Tumors rarely have one mutation. The benefits of matching treatments with a tumor's genetic profile are now being tested. Credit: iStock / Thinkstock

A pilot trial launched on January 30 by the US National Cancer Institute (NCI) aims to evaluate whether genetic screening improves clinical outcomes for patients with advanced solid tumors. The phase 2 Molecular Profiling–based Assignment of Cancer Therapeutics (M–PACT) trial is one of the first such studies to use a randomized design. Cancer centers are beginning to use genetic sequencing of tumors to guide patients' treatment, but there is little unbiased evidence that such an approach works. “We don't know that assigning therapy based on the presence of genetic mutations in tumors does result in clinical benefit for patients with refractory solid tumors,” says Shivaani Kummar, head of early clinical trials development at NCI's Division of Cancer Treatment and Diagnosis and M-PACT's principal investigator. “This trial will actually address that question.”

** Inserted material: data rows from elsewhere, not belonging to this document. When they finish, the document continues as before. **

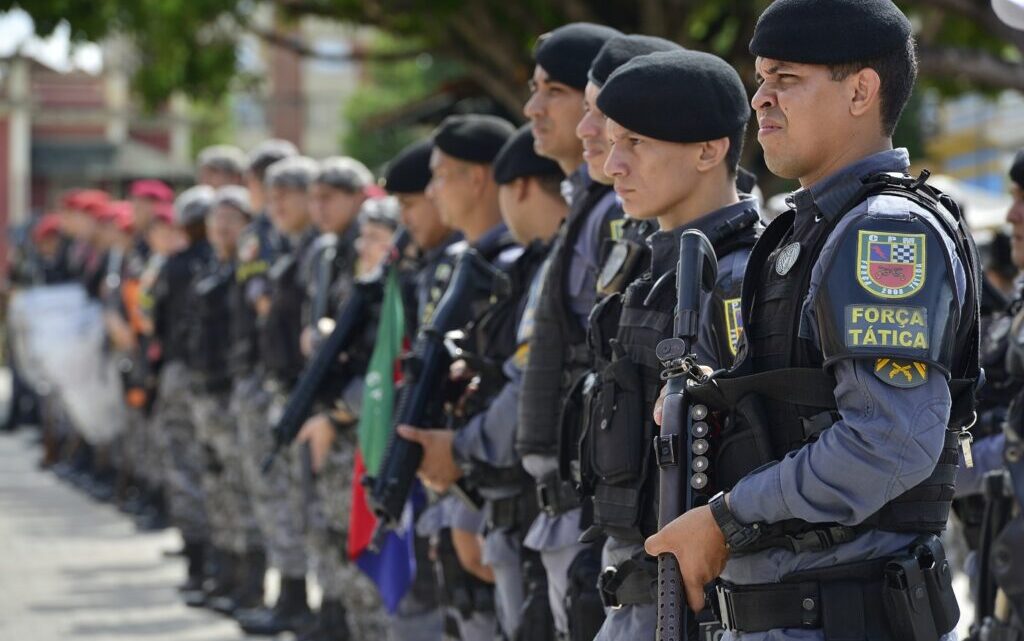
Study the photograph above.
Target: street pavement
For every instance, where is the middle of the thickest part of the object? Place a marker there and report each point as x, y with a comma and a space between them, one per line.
74, 569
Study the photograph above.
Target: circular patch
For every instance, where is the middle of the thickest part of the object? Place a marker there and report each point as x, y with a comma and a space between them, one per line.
786, 258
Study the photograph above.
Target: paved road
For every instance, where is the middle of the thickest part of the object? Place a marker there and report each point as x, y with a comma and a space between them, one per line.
74, 569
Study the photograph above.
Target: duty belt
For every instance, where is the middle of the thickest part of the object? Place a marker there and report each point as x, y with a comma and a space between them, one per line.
555, 496
848, 600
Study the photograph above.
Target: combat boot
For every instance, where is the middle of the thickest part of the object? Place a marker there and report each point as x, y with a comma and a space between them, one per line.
221, 581
248, 594
331, 624
291, 612
195, 554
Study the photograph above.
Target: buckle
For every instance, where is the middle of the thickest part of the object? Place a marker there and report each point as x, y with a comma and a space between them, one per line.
722, 605
607, 585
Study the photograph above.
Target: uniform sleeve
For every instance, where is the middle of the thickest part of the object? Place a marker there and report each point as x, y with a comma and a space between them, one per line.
892, 429
489, 436
888, 440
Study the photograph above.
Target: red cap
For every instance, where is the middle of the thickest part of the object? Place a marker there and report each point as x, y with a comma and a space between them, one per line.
164, 212
89, 201
155, 189
47, 225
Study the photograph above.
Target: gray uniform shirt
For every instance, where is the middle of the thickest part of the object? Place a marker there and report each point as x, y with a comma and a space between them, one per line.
888, 440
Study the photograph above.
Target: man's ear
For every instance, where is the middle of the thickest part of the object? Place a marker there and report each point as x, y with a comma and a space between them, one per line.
713, 154
864, 87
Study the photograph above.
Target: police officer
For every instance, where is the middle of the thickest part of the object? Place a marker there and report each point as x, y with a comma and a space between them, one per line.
985, 496
183, 456
463, 189
481, 451
674, 158
220, 165
280, 332
258, 247
558, 350
406, 178
338, 195
235, 535
860, 321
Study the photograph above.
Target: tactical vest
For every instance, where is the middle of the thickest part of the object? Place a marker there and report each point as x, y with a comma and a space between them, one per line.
281, 329
786, 398
615, 460
558, 353
495, 336
257, 250
209, 340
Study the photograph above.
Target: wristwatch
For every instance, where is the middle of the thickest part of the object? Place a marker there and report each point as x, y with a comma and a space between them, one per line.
737, 536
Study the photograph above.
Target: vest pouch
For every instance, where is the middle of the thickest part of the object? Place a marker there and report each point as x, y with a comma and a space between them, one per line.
616, 427
743, 444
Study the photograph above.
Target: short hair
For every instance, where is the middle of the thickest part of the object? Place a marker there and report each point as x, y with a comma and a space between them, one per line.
897, 71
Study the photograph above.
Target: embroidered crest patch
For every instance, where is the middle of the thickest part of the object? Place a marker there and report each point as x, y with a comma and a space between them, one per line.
902, 374
733, 323
891, 265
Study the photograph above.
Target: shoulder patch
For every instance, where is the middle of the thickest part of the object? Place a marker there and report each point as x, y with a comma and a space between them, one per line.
891, 265
733, 323
902, 374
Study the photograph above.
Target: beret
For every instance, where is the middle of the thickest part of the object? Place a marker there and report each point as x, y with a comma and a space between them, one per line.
194, 204
156, 189
343, 172
268, 153
829, 32
473, 137
409, 172
295, 172
677, 96
225, 158
1017, 169
236, 197
622, 49
381, 211
566, 52
518, 160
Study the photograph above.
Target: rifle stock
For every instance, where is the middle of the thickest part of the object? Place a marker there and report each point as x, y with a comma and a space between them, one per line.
682, 425
472, 283
348, 323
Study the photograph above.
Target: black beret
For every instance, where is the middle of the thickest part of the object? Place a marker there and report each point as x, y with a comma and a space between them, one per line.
517, 160
409, 172
677, 96
829, 32
567, 52
1017, 169
621, 50
473, 137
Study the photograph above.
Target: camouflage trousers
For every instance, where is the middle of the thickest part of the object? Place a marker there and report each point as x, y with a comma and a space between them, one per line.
282, 530
328, 512
232, 522
183, 456
142, 449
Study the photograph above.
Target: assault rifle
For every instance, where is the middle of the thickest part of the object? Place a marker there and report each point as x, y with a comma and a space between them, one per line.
683, 440
421, 402
348, 326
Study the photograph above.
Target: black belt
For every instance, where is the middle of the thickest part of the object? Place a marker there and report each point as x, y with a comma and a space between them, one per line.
555, 496
846, 598
630, 583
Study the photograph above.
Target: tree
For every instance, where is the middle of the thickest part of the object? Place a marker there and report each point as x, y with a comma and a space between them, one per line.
188, 44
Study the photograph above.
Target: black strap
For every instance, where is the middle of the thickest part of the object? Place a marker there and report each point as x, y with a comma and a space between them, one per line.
630, 583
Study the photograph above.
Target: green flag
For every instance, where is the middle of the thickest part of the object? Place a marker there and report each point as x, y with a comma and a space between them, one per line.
378, 393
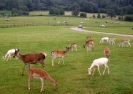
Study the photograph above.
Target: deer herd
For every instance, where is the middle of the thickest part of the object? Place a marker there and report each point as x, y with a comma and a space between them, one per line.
34, 58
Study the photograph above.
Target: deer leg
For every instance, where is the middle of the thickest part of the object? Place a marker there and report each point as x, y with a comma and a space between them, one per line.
7, 58
93, 71
29, 81
108, 69
99, 70
76, 48
24, 69
42, 81
43, 64
53, 61
59, 61
104, 69
63, 60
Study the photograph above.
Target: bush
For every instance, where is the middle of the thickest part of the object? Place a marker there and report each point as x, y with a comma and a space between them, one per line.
56, 11
103, 16
84, 15
128, 18
98, 16
93, 16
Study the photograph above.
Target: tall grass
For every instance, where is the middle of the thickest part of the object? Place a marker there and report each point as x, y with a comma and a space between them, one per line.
71, 77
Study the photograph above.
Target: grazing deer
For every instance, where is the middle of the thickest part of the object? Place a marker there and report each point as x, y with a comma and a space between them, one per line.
9, 54
89, 45
73, 45
123, 42
31, 58
112, 41
42, 75
88, 38
97, 63
104, 39
59, 54
107, 52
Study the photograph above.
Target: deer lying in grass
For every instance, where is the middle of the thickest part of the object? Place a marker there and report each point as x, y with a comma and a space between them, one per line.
42, 75
123, 42
97, 63
104, 39
9, 54
107, 52
74, 46
31, 58
59, 54
111, 41
88, 38
89, 45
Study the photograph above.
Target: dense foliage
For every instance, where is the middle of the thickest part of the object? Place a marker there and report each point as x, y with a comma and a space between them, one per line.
119, 6
57, 7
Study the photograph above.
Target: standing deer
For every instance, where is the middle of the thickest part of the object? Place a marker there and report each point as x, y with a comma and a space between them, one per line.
88, 38
73, 46
111, 41
123, 42
42, 75
31, 58
104, 39
89, 45
59, 54
107, 52
9, 54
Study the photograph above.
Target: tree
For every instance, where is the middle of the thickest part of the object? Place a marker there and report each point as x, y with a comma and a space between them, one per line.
75, 9
1, 6
98, 16
83, 15
56, 11
111, 13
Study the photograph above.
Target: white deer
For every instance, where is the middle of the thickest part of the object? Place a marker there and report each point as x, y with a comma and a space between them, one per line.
123, 42
59, 54
42, 75
97, 63
9, 54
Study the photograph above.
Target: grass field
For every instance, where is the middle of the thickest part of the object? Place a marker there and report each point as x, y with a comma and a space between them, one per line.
71, 77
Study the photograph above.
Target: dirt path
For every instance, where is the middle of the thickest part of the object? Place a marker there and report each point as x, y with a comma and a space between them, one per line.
81, 30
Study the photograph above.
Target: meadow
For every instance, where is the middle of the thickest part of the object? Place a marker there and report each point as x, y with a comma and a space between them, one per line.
72, 77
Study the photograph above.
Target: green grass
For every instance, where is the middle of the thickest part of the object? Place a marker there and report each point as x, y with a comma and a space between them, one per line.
71, 77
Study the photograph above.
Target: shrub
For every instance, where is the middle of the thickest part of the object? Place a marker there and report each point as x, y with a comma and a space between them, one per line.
84, 15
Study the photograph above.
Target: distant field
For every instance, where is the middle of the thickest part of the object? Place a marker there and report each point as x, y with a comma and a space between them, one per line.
43, 34
67, 13
71, 77
88, 23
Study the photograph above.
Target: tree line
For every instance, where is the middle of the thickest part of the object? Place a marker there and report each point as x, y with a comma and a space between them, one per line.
57, 7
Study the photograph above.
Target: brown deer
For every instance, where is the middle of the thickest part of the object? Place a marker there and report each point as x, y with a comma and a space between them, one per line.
74, 46
123, 42
89, 44
107, 52
42, 75
88, 38
59, 54
31, 58
111, 41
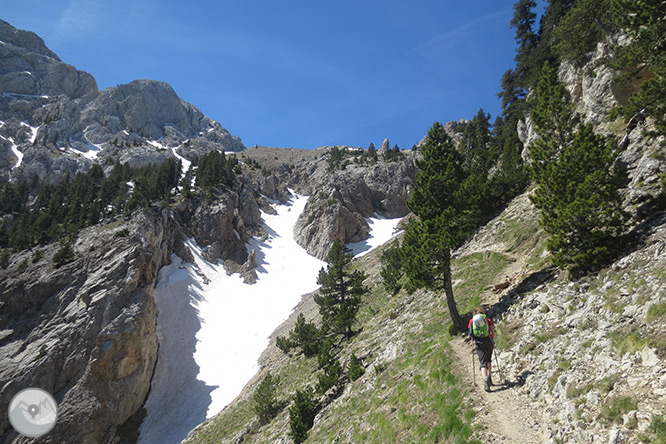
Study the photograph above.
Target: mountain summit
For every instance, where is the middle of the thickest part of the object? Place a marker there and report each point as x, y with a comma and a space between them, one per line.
55, 121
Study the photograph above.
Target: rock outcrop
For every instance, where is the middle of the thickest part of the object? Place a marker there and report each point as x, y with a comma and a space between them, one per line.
341, 199
54, 121
85, 331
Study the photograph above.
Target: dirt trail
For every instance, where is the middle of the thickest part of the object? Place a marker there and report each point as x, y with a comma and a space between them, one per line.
505, 418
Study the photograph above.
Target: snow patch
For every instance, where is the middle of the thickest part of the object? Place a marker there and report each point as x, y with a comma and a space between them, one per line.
382, 230
17, 153
212, 327
33, 131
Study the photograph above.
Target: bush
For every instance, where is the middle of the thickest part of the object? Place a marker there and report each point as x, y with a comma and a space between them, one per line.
330, 377
355, 368
302, 414
264, 400
64, 255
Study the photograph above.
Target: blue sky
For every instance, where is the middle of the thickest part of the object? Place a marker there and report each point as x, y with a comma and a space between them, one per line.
293, 73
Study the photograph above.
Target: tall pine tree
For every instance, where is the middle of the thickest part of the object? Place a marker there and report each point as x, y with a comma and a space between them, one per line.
341, 290
577, 183
443, 218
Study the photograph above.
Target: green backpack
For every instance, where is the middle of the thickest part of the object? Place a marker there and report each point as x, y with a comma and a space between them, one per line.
480, 326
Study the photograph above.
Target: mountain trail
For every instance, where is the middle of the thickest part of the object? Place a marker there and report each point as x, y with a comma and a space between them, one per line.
501, 414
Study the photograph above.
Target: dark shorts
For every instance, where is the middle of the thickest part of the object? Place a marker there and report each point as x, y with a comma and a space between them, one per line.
484, 348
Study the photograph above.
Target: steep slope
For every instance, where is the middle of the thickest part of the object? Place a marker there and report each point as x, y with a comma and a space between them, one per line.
577, 362
54, 120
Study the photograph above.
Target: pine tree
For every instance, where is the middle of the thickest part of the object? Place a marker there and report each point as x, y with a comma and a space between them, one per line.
391, 271
264, 400
644, 57
302, 414
443, 218
577, 184
341, 290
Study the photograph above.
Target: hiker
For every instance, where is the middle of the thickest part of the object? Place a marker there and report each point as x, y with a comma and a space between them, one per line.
482, 335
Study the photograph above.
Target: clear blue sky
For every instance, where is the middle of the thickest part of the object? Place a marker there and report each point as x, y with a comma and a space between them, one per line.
293, 73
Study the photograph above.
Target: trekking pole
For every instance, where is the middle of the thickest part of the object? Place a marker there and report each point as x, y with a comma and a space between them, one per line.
473, 367
496, 352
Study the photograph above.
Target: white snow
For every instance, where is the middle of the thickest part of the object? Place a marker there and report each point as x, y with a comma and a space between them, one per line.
186, 163
33, 131
381, 231
17, 153
93, 150
212, 327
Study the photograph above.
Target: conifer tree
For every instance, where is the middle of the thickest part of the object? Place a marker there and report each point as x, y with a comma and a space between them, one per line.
264, 400
302, 414
443, 218
577, 184
341, 290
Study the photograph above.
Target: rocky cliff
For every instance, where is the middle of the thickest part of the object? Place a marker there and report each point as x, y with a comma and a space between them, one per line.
579, 360
341, 199
85, 330
54, 120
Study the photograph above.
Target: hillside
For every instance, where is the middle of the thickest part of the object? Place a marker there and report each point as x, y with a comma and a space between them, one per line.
126, 212
576, 361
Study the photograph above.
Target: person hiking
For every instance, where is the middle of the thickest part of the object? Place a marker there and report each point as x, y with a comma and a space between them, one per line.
482, 334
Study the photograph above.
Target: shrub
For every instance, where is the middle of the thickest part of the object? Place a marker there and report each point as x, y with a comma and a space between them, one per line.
355, 368
64, 255
302, 414
264, 400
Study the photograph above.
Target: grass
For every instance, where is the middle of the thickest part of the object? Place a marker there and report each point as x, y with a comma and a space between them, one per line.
474, 274
656, 312
628, 342
416, 398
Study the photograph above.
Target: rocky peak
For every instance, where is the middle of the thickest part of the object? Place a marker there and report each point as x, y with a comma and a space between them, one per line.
29, 68
54, 121
385, 147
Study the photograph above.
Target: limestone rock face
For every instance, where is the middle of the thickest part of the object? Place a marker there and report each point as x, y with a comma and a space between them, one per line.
30, 68
342, 199
49, 111
85, 332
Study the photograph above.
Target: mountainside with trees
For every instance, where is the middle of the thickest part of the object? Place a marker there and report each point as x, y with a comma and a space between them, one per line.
552, 217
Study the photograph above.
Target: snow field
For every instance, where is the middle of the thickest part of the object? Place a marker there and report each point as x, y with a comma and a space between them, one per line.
212, 327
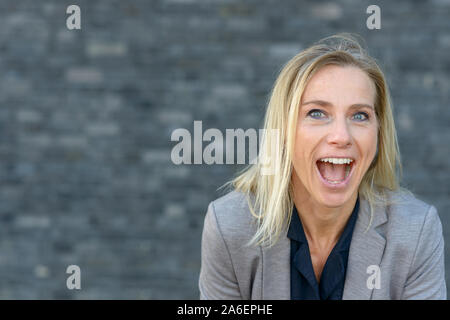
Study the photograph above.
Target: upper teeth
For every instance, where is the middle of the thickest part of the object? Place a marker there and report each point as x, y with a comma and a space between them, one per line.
337, 160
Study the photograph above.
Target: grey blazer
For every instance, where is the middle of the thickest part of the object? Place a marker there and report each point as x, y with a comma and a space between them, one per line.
400, 256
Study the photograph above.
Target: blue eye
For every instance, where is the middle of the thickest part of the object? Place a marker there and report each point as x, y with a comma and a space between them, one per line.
361, 116
316, 114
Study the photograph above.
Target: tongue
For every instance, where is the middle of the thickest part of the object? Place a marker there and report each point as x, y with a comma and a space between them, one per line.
332, 172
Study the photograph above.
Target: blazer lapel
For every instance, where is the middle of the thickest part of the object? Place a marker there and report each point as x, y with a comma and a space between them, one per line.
276, 276
366, 249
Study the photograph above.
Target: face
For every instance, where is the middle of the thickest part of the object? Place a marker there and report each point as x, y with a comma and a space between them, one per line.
336, 137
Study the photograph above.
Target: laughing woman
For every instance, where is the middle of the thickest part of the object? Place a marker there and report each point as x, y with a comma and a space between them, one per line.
330, 221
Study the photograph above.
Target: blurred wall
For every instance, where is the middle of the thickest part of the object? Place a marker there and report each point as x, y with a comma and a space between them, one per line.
86, 118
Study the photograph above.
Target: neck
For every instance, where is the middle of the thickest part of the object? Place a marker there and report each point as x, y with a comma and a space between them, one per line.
322, 225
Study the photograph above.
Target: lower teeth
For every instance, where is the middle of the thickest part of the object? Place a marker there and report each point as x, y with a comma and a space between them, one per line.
347, 171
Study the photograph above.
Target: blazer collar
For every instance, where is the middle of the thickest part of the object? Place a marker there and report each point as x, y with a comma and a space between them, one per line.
366, 248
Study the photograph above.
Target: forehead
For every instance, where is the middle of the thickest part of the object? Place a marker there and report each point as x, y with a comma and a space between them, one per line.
340, 85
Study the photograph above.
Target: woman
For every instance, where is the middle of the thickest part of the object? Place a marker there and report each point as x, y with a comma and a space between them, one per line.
331, 222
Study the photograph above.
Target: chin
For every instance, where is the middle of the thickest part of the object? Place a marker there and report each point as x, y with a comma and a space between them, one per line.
334, 200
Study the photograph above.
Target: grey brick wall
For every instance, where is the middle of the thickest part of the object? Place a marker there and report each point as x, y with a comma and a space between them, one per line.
86, 118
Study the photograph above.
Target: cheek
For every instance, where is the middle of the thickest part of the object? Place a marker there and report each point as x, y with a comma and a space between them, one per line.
369, 143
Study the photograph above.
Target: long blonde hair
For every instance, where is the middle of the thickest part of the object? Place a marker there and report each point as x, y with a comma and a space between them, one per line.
270, 196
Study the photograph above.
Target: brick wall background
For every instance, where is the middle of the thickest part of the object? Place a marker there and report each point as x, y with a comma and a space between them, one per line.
86, 118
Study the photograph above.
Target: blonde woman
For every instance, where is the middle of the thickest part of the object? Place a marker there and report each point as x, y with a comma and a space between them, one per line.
331, 222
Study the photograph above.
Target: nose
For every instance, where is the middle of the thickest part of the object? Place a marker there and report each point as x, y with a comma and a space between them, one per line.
340, 135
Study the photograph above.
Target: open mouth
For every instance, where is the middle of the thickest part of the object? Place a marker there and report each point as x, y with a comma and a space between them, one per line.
335, 171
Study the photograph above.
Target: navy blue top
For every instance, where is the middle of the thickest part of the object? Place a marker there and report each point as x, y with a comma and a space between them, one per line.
304, 284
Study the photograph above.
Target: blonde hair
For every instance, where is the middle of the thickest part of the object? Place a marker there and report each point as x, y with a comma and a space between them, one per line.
270, 196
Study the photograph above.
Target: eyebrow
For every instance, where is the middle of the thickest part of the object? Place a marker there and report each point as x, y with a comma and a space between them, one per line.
329, 104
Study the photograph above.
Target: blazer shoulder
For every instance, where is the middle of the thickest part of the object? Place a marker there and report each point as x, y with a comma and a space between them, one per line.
233, 216
404, 207
409, 216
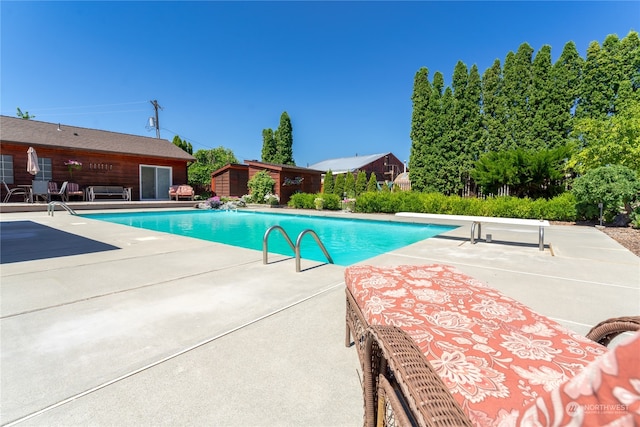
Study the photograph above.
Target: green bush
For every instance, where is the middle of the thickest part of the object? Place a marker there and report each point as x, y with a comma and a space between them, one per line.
560, 208
308, 201
260, 185
615, 186
635, 217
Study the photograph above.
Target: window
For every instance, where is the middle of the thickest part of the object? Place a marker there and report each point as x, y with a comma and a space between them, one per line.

For the M-PACT study, 180 patients with advanced tumors resistant to standard therapies will be enrolled after an initial screening. Patients' tumors will be sequenced to look for 391 molecular aberrations in 20 commonly mutated genes known to affect the utility of targeted therapies. All types of solid tumors that can be easily biopsied are considered, but depending on their tumors' genetic profile, patients will be randomly assigned to a treatment arm, in which the drug targets a mutation in their tumors or relevant pathway, or a control arm, where the choice of therapeutic is not guided by genomic information. The researchers will then track how well patients in each group respond to the treatments and how long that response lasts. Individuals in the nontargeted arm will have the option to cross over to receive therapy targeting their specific mutation if their disease progresses.

The study will try four different drugs or drug combinations. Two of the four drugs used in the gene-matched treatment groups are approved by the US Food and Drug Administration: Novartis' Afinitor (everolimus), a target of rapamycin inhibitor, and GlaxoSmithKline's Mekinist (trametinib), a mitogen-activated ERK kinase inhibitor. The other two drugs—AbbVie's ABT-888 (veliparib), a poly (ADP-ribose) polymerase inhibitor, and AstraZeneca's MK-1175, a Wee1 tyrosine kinase inhibitor—are not approved, but their dosing, and the fact that they hit their intended target, is known.

We are at the point where we have a taxonomy and we have some drugs that can affect the more common mutations.

Because M-PACT was designed to test multiple drugs in many different mutation tumor types, it should help researchers establish how best to employ such molecular profiling, says Janet Dancey, director of the High Impact Clinical Trials program at the Ontario Institute for Cancer Research, who was not involved in the study. “We are at the point where we have a taxonomy and we have some drugs that can affect the more common mutations, but there are a whole lot of things that we don't know that we are just starting to get to,” she says.

For example, patients rarely have just one mutation in their tumor, so which one should a treatment target? How strongly must the drugs interfere with their target pathway to have the necessary effect? Results from trials such as M-PACT, along with efforts such as the International Cancer Genome Consortium, which released data for more than 10,000 cancer genomes in February to help catalog cancer mutations and track their outcomes in patients, will start to bring such issues into focus, experts hope.

One key question is how researchers will interpret the trial if it does indeed show that patients do better when treatments are matched to mutations. Such a result would arguably confirm the broader strategy of genomically targeting cancer therapy, says Razelle Kurzrock, vice-chief of hematology-oncology at the University of California San Diego Moores Cancer Center. Dancey, however, advocates a more limited approach, in which different drugs and targets will have to be tested separately. Meanwhile, if the study fails, researchers will have to carefully assess whether the mutations or patient population were chosen incorrectly. “Even if it's negative, this study will offer a wealth of information that will guide the next phase of trials,” says Kummar.